Stand up. Sit down. Stand up. Sit down. The US Congress, apparently, will rise for an ovation every time the Israeli prime minister Benjamin Netanyahu waves his fist at the podium.
For what was billed as a new "vision" for the Middle East, Mr Netanyahu's speech on Tuesday night was depressingly, predictably pedantic. This Israeli administration has no plan for peace, only a series of refusals, and as the show in Congress demonstrated, US politicians are only too willing to follow him down the garden path.
The time is finished when the United States could pretend to be an honest broker in Middle East peace. The line that Mr Netanyahu offered, and Congress applauded, cannot lead to peace.
The prime minister mentioned "painful sacrifices" that Israel is theoretically prepared to make for peace, and then tried to exact them from the Palestinians, insisting on an undivided Jerusalem, Israeli control of areas in the West Bank, and a military occupation of the Jordan Valley. The "generous" terms of peace are a fraction of any previous serious proposal.

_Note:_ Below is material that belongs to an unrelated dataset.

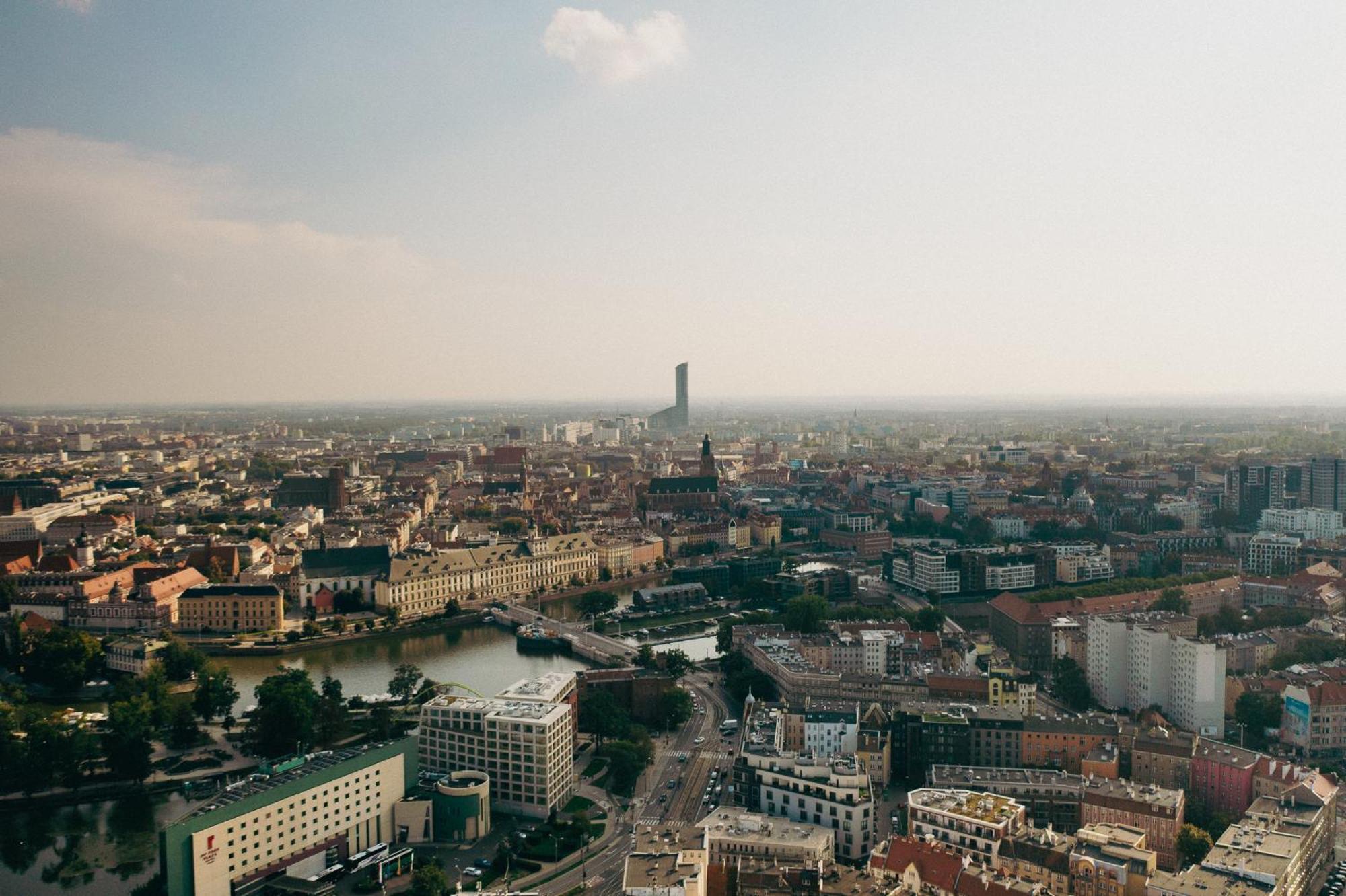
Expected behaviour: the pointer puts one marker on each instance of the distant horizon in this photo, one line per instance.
(534, 202)
(648, 407)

This is not just wishful thinking on Mr Netanyahu's part, it is wilful disregard of any possibility of a two-state solution. "Why has peace not been achieved?" he asked. "Palestinians have been unwilling to accept a Palestinian state if it meant accepting a Jewish state alongside it."
But this is fiction. Since the Oslo Accords in 1993, the premise of a "two-state" solution has of course included the existence of Israel. To pretend otherwise is pure semantics.
Mr Netanyahu justified this distorted view, and his insistence that Israel will retain sole control of Jerusalem, by laying claim to moral high ground to which his government has no right. In his conception of Jerusalem's history, only Israel had provided "Jews, Christians and Muslims ... unfettered access to their holy sites". But the three faiths have coexisted in Jerusalem for centuries - it is under Israeli policy that Arabs are being forced out.
Palestinians, as this tale runs, have actually benefited from occupation; as The National reports today, a display at the pro-Israel lobby Aipac is entitled "Israel Improving Palestinian Lives".
This is cloaking the occupation in lies, familiar garments for a government with something to hide. That so many US Congressmen dutifully applaud on cue shows how disconnected the United States is from the region.
For the time being, the United States cannot be relied upon. But Mr Netanyahu's narrative will not win out - it is simply too easily disproved.